Tickets at Ticketmaster.

Under the Rug Fall 2024 Tour at The Venice West
Under the Rug Fall 2024 Tour | Photo: The Venice West

Under the Rug - The Venice West (Aug. 31)



For anyone over thirty, Under the Rug checks multiple indie band boxes: they’re from perpetually hip Austin; their irreverent, folky rock-lite, proudly DIY ethos; and curated, candid headshots. What distinguishes UTR is the soulfully supple voice of Casey Dayan, an instrument that imparts tremendous emotional impact to potentially innocuous pop melodies - falsetto-capped and capable of almost jazzy flurries. In the build-up to the band’s ambitious new Happiness is Easy – a 30-song, two-part epic featuring collabs with songwriters Sam Hollander (Panic! At the Disco, blink-182 etc) and Minneapolis folk-pop mainstay Mason Jennings – the trio has released a pair of intriguing singles. “Mad Girls Love Song” is the Dayan we’ve been dying for: whisper-intimate and deliciously coy; then wonderfully, tremulously crooning. Released last month, the more somber but no less tantalizing “Laugh a Lot” further implies that Happiness will propel Under The Rug over the top.

Tickets at Ticketweb.

Rainbow Bar & Grill Backyard Bash 2024
Rainbow Bar & Grill Backyard Bash 2024

Rainbow Bar & Grill Backyard Bash (Sep. 1)

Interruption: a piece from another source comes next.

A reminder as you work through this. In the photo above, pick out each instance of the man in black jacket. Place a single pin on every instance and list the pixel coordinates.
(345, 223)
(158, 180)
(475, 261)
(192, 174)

Staged in the parking lot of the storied Rainbow Bar & Grill, the annual Backyard Bash is a must-do for veteran hair metal lovers and a crash course in 1980s-90s Sunset Strip sounds for those curious about the era. This edition is headlined by KK’s Priest, former Judas Priest guitarist KK Downing’s outfit which some say is closer to classic Priest than its current incarnation. Also appearing are hugely influential German proto speed/thrash juggernauts Accept, now fronted by former T.T. Quick singer Mark Tornillo; and LA’s own BulletBoys (who coincidentally released a cover of Accept anthem “Balls To the Wall” in 2009). Head to the Rainbow early for longrunning Ventura County thrashers Warbringer plus Danger Danger frontman Ted Poley doing his solo thang – not to mention, of course, the Rainbow’s world-class people watching, which just might include someone from a poster on your teenage bedroom wall.

Free with RSVP at Ticketweb, two-drink minimum.